Tess Hartman-Cullen, SUNY Ulster
Marla Gruner, SUNY Ulster
We will briefly show the myriad ways we are attempting to reach out to faculty, staff, and students to demonstrate the value of the library and to encourage use of our services. Some examples include social media, surveys, pop up libraries, and research assignment partnership.
KellyAnne McGuire, Bard College at Simon's Rock
A new era requires a new approach to information literacy. Instead of one-shots, clinics, and workshops, we engage 21st-century learners through a series of courses addressing transliteracy, which blends disparate literacies—information, digital, media, communication, and visual—necessary to successfully navigate rapidly evolving learning environments.

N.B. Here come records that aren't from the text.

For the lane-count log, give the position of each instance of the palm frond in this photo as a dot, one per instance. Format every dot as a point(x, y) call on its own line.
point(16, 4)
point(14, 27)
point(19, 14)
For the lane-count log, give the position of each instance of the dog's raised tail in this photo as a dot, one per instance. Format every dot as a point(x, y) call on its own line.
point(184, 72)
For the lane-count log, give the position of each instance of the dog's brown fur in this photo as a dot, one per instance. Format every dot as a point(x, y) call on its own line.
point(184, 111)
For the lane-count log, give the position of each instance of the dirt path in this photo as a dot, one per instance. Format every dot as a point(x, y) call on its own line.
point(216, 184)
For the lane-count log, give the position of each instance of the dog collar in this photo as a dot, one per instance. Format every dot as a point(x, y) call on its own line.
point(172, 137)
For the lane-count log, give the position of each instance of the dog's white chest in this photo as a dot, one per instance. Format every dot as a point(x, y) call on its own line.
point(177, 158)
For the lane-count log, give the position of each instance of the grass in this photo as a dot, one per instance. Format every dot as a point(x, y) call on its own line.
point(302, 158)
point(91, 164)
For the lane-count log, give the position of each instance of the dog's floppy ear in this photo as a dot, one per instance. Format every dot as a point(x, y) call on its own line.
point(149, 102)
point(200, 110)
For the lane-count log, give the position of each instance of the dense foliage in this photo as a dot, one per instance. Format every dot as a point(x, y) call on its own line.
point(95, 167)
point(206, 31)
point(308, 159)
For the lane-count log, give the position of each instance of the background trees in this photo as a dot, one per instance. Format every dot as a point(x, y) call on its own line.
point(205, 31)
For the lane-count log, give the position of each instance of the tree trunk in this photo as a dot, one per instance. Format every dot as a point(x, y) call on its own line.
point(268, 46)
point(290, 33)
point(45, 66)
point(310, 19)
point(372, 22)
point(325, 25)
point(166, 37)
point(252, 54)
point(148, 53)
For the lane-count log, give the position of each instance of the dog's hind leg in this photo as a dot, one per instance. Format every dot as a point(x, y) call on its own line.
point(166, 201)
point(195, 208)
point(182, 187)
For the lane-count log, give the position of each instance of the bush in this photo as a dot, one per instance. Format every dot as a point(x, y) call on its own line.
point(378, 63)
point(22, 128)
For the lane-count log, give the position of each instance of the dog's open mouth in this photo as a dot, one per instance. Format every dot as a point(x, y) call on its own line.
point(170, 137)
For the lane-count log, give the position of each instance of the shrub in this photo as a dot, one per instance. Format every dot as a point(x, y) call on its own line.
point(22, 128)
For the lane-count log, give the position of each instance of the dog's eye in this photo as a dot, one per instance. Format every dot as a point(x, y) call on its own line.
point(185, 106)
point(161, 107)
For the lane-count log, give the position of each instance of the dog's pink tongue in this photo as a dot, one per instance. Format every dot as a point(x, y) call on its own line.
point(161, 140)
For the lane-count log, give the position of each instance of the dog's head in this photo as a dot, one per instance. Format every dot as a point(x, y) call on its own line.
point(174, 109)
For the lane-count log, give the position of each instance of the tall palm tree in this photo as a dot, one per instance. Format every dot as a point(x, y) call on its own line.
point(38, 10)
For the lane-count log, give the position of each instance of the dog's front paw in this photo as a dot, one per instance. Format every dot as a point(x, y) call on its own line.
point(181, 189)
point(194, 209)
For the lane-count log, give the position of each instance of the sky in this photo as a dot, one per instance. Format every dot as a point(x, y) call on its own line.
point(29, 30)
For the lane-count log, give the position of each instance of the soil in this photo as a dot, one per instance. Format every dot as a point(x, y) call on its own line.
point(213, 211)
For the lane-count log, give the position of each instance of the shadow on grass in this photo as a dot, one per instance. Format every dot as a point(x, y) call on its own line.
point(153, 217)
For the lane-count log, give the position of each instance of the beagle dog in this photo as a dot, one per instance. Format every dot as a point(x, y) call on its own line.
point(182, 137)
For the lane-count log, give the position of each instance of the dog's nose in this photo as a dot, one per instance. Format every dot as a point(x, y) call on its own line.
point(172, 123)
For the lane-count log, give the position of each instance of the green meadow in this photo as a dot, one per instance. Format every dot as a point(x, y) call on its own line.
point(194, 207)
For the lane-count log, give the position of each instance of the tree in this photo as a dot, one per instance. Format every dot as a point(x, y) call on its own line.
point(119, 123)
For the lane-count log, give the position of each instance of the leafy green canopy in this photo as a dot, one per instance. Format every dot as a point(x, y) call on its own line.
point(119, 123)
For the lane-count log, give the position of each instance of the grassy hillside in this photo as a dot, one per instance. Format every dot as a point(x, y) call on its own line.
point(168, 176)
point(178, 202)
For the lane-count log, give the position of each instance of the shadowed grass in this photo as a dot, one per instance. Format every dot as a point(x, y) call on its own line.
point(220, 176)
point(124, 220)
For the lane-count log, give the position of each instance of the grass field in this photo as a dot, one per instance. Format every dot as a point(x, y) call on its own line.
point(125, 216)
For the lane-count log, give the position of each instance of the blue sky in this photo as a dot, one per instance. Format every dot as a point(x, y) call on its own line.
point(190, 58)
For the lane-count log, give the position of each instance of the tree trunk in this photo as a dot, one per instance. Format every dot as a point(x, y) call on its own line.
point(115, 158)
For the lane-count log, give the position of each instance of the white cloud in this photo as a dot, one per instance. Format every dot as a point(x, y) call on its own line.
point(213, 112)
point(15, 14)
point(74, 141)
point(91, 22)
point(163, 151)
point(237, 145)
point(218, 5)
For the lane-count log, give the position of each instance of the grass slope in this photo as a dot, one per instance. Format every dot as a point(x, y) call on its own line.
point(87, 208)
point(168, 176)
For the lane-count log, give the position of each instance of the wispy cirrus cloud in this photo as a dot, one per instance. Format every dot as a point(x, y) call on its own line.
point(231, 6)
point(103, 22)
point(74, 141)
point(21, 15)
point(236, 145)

Our innovative curriculum comprised of unique, one-credit, seven week courses takes traditional library instruction in a new direction, less narrowly focused on skills that have too little durable value outside the academy. Courses such as Reading Images, Information Design, Digital Privacy, and Information Privilege are designed with students’ needs and interests in mind. Combining theoretical readings with hands-on activities using emerging technologies creates confidence and resiliency in students. We will present our experience developing this curriculum, student and institutional response, and reflections.
Mary Jo Russell, Vassar Brothers Medical Center
What can be found in the bottom of a box or in the wall of an old home? In both cases, an 1893 photo of nurses and the original accounting ledger! These are just a few of the findings that make up the collection of the Archives at Vassar Brothers Medical Center. With a story board and artifacts, this poster presentation will showcase examples of historical preservation and ongoing work to bring the history of the hospital to light.